Google DeepMind has developed Gecko, a benchmark that ensures more accurate and reliable testing and comparison of text-to-image models than existing approaches.
A study by Google DeepMind has identified hidden limitations in how the performance of models that convert text to images is currently evaluated. It notes that datasets and metrics primarily used today to assess the capabilities of such models, like DALL-E, Midjourney, and Stable Diffusion, do not provide a complete picture: manual ratings on a small sample of respondents offer a limited view of model quality, while automatically computed metrics may overlook important nuances and diverge from expert opinion.
To address this issue, researchers developed Gecko—a set of tests that evaluate the complexity of text-to-image transformation models.
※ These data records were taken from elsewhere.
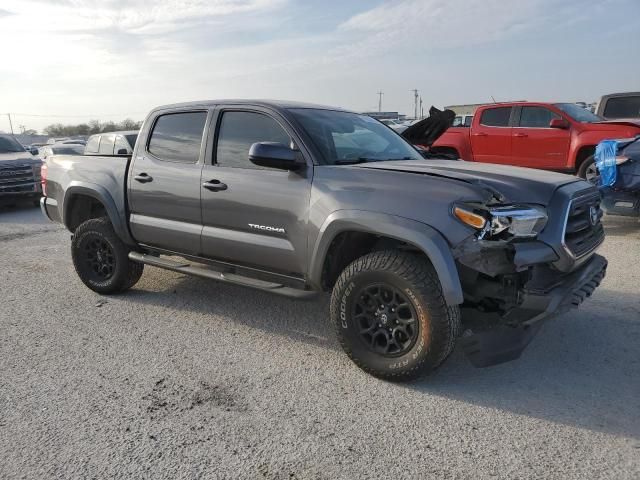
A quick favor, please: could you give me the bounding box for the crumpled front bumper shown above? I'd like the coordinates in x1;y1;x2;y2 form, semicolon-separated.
461;253;607;367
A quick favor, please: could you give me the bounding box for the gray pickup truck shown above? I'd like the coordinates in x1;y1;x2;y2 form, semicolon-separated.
1;133;42;205
41;100;607;380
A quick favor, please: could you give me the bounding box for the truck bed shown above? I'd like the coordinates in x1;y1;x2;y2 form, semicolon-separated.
42;154;131;232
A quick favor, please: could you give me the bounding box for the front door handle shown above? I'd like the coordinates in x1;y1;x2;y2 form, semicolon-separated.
134;173;153;183
513;133;528;138
202;179;228;192
472;132;488;137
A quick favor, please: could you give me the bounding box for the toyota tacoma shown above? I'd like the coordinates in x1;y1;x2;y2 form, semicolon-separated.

Gecko includes 2000 query texts that assess a wide range of model skills and difficulty levels. Each query evaluates specific auxiliary skills, going beyond vague categories to accurately pinpoint the weaknesses that limit the generated images’ alignment with the queries.

The benchmark not only checks which skills are the model’s weak points but also assesses the level of each skill. Researchers also collected over 100,000 expert ratings of images created by several leading models in response to Gecko queries. Based on these rating data, the benchmark helps determine whether the performance gaps of the tested model are related to its internal constraints, ambiguous prompts, or inconsistent evaluation methods.